«Freiheit ist wie ein Cordon bleu»

Di, 03. Aug. 2021

Über 80 Personen kamen zur 1.-August-Feier auf das Schulareal – die Ansprache hielt Werner Fischer

Der abtretende Gemeindeammann machte sich anlässlich des Nationalfeiertags Gedanken über den Begriff der Freiheit – und benutzte in seinen Ausführungen aussergewöhnliche Bilder.

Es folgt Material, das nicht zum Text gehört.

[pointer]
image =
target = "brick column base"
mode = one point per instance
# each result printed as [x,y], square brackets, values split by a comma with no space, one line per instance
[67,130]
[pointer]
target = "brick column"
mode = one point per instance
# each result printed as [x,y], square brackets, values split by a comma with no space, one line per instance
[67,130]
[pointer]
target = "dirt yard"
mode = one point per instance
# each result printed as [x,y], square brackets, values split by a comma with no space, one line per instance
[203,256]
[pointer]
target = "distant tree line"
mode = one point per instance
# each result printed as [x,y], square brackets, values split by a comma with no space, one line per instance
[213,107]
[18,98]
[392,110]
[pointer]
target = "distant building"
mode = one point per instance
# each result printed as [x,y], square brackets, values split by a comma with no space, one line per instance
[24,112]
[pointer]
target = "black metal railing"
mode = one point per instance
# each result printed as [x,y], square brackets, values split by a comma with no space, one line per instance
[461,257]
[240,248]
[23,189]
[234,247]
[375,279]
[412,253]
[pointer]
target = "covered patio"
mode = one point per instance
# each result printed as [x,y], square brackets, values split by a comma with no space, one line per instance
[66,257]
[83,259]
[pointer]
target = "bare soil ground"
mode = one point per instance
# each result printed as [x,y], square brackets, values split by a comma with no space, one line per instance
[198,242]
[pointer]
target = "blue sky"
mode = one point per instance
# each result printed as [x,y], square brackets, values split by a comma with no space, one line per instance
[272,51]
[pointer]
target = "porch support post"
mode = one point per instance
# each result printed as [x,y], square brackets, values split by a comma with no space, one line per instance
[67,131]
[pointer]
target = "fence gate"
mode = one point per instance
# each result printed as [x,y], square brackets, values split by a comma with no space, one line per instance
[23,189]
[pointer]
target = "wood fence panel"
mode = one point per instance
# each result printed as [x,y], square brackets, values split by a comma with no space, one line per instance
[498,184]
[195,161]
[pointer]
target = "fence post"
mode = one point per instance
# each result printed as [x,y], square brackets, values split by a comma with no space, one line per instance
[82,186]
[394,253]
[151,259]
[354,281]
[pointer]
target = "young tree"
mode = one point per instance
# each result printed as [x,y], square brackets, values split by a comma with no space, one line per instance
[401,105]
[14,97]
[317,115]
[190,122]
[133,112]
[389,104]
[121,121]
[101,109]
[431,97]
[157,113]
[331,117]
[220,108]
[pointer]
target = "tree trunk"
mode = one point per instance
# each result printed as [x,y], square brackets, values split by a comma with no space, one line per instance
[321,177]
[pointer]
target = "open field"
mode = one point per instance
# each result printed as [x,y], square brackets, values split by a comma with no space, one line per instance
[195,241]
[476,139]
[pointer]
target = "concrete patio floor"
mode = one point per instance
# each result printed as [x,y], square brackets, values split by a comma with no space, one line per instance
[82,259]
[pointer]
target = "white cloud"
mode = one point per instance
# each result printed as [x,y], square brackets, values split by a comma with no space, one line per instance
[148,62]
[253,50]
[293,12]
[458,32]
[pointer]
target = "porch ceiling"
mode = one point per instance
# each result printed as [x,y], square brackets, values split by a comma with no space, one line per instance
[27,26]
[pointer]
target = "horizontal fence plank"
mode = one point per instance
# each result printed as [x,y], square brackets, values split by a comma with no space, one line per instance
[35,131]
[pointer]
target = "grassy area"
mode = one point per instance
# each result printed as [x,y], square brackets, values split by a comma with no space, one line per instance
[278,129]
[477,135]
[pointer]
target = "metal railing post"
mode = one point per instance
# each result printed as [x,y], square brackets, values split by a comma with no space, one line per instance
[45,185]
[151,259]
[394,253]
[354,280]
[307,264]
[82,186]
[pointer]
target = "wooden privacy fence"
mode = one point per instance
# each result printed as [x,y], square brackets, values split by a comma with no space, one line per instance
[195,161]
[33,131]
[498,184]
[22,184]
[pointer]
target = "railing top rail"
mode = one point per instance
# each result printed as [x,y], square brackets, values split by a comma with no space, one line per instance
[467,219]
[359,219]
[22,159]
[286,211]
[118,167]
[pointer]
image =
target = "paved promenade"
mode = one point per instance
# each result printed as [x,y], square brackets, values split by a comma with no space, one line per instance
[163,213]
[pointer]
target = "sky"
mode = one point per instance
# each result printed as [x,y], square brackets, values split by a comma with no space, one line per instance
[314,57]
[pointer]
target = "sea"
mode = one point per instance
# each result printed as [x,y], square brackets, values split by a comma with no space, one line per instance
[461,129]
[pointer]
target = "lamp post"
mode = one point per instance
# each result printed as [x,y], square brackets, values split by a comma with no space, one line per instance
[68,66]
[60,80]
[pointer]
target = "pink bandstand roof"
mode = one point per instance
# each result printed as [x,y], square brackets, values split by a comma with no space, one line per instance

Kurz bevor Gemeindeammann Werner Fischer seine Rede begann, mussten die Frauen vom Damenturnverein Künten noch extra Tische und Stühle aufstellen. Trotz wechselhaftem Wetter war eine stattliche Anzahl Personen der Einladung des Gemeinderats gefolgt und an das Fest auf dem überdachten Pausenplatz beim Schulhaus gekommen. Diese genossen das Beisammensein und die Möglichkeit, sich treffen und austauschen zu können. An den mit Blumen und Schweizer Farben dekorierten Biertischen waren die leckeren Würste der Chämi Metzg aus Fislisbach der Hit. Vor dem Grill bildeten sich teilweise lange Schlangen. Später gab es dann leckere selbstgebackene Kuchen und, für Hartgesottene, den Kaffee «Morgaroot» mit Schnaps und Schlagrahm. Die Kinder tobten derweil auf dem Schulgelände herum und liessen schon einmal den ein oder anderen Kracher in die Luft gehen. Bei Einbruch der Dunkelheit wurde für sie ein Lampionumzug organisiert.

Analogie aus der Küche
Gemeindeammann Fischer setzte sich in seiner Rede gesellschaftskritisch mit dem Begriff der Freiheit auseinander. Wie bei einem Cordon bleu bestehe seine Kreation der Freiheit aus mehreren Schichten. Das obere Schnitzel stehe für den persönlichen Bereich der Freiheit. Der Schinken für die Eigenverantwortung, aber auch die Pflichten, die Bürgerinnen und Bürger gegenüber der Gesellschaft haben. Der Käse stehe für Toleranz, Verständnis und Vertrauen. Und das untere Schnitzel sei sinnbildlich als Beginn der Freiheit der anderen zu verstehen. «Heute ist in einem Cordon bleu leider nur noch der obere Teil drin», bemängelte Fischer. «Die anderen Teile haben wir vergessen.»
Der Grund für diese besorgniserregende Entwicklung sei wachsender Individualismus. «Jeder fühlt sich heute als Nabel der Welt, und verliert den Blick fürs Übergeordnete», kritisierte der Gemeindeammann. In der Politik manifestiere sich das durch die Erosion der Mitte und die Unfähigkeit, deutliche Mehrheiten zu finden. Früher habe Religion für Zusammenhalt gesorgt. Heute gebe es «politische Ideologen, die uns den Weltuntergang weismachen wollen.» Diese Haltung gipfele in Verschwörungstheorien, in dem Glauben, selbst alles besser zu wissen, sogar besser als anerkannte Experten. Gleichzeitig beobachte er ein Umfeld, in dem Diktatoren wieder erstarken.
Sein Rezept laute deswegen: «Wir müssen untereinander wieder mehr Vertrauen schaffen.» Einzelne sollten sich zurücknehmen, sich selbst nicht so wichtig nehmen. Wenn man den Blick für das Ganze nicht verliere, dann sei es auch möglich, dass mündige Bürgerinnen und Bürger selbst entscheiden können, was gut ist. «Wir müssen wieder fähig werden, miteinander zu reden und vertretbare Kompromisse zu schmieden», so der Appell von Gemeindeammann Fischer. Dazu gehöre auch, andere Meinungen anzuhören, mit gegenseitigem Respekt, ohne Denk- oder Sprechverbote zu etablieren. «Kurz gesagt: Das Cordon bleu mit all seinen Schichten wieder bewusst leben.»
Die Pandemie und die mit ihr einhergehenden Einschränkungen, die viele und besonders das Gewerbe hinnehmen mussten, seien ein Prüfstein der freiheitlichen Auffassung gewesen. Gerade in diesen besonderen Zeiten sei Vertrauen nötig. Vertrauen in die Führung durch Behörden und Instanzen. Das könne kein «Jekami» sein, sei aber auch nicht immer fehlerfrei. «Es gibt Zeiten, da muss man geführt werden», erklärte Fischer. «Und es gibt Zeiten in denen man das Ganze ehrlich reflektieren muss. Letztere fangen jetzt vielleicht an.»